So you got your staging site indexed? Happens to everyone. Here’s a rough guide on fixing it, and suggestions for preventing it.
The fastest way to get the staging site removed from search is remove it via Search Console. For that, you need to verify ownership via Search Console [1] (ironically, this means you’ll likely have to make it accessible to search engines again, or figure out DNS verification, which isn’t that common but also not that hard). From there, you can do a site-removal request [2], which will take the whole hostname out of Google’s search for ca 90 days. During this time, you can figure out and implement your general plan to block the staging site from search.

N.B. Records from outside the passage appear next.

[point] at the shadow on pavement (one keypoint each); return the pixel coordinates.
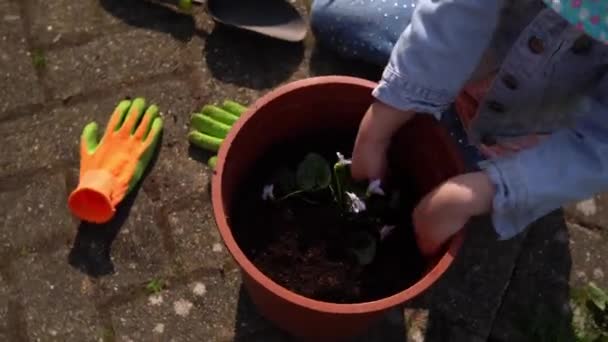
(250, 60)
(153, 16)
(536, 306)
(325, 62)
(251, 326)
(91, 252)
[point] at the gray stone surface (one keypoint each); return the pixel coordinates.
(536, 304)
(56, 299)
(20, 86)
(201, 308)
(57, 21)
(110, 60)
(34, 216)
(197, 241)
(4, 297)
(62, 280)
(470, 292)
(23, 150)
(592, 213)
(126, 253)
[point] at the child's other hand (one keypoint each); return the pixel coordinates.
(373, 139)
(445, 210)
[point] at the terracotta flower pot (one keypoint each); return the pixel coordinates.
(306, 106)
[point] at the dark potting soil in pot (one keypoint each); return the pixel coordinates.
(304, 247)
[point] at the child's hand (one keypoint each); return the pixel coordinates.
(444, 211)
(373, 139)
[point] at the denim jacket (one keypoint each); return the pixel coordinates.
(550, 78)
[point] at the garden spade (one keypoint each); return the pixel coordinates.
(273, 18)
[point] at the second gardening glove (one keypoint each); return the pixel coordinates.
(111, 167)
(210, 127)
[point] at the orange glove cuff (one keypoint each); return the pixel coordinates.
(92, 199)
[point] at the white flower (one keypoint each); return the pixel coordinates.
(268, 192)
(356, 204)
(385, 231)
(374, 188)
(342, 160)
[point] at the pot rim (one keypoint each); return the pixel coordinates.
(247, 266)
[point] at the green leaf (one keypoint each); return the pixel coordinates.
(284, 181)
(598, 297)
(313, 173)
(364, 247)
(155, 286)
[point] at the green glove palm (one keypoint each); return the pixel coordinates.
(212, 124)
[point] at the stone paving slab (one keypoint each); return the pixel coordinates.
(125, 253)
(203, 308)
(110, 60)
(24, 151)
(470, 292)
(588, 251)
(536, 304)
(34, 215)
(16, 68)
(55, 308)
(4, 292)
(592, 213)
(197, 241)
(56, 21)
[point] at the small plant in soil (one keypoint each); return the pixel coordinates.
(305, 223)
(155, 286)
(361, 206)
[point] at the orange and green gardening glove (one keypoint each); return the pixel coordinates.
(111, 167)
(212, 124)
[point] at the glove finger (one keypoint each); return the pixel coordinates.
(152, 138)
(118, 116)
(135, 113)
(147, 151)
(90, 137)
(146, 123)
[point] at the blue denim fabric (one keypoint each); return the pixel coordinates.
(432, 48)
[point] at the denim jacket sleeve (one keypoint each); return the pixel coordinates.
(437, 53)
(571, 165)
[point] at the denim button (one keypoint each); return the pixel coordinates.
(536, 45)
(582, 45)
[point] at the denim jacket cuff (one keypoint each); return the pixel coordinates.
(510, 213)
(397, 91)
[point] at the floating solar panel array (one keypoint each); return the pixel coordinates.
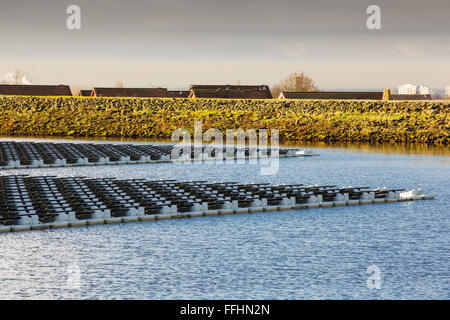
(47, 154)
(49, 202)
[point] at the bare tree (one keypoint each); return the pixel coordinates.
(294, 82)
(16, 77)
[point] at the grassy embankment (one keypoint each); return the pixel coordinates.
(300, 120)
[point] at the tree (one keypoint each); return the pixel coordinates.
(294, 82)
(16, 77)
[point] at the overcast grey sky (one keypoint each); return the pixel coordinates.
(174, 43)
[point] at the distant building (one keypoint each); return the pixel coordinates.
(413, 89)
(230, 91)
(447, 92)
(34, 90)
(130, 92)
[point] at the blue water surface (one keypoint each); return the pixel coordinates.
(307, 254)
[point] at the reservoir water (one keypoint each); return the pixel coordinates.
(317, 253)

My recommendation for staging sites is to block access on the server side, either with server-side / HTTP authentication [3] or IP address whitelisting (IP addresses can change, and this would block you from using tools from home, etc, so it’s worth being cautious there and whitelisting rather than blacklisting).

I don’t like the alternatives. Using page-level or HTTP response noindex [4] means the pages need to be accessible (open to competitors, scrapers, etc). Using robots.txt [5] [6] means you need to remember to change the robots.txt when moving from staging to production (another source of common problems), and can result in URLs being indexed without their content (URLs blocked by robots.txt may be indexed, even without their content being known).

Regardless of the method, if you’re not using the site-removal request, keep in mind that crawling is at a page-level and can take time, especially if we’re not sure about the importance of your staging site (which is usually the case). It’s normal for URLs to not be recrawled in months, so if you add any block on the URL level, it can easily take a half year or longer to be fully processed for all URLs. The site-removal request gives you most of that time, and you can submit another one should you need to extend it.

What did I miss? Which is your favorite setup?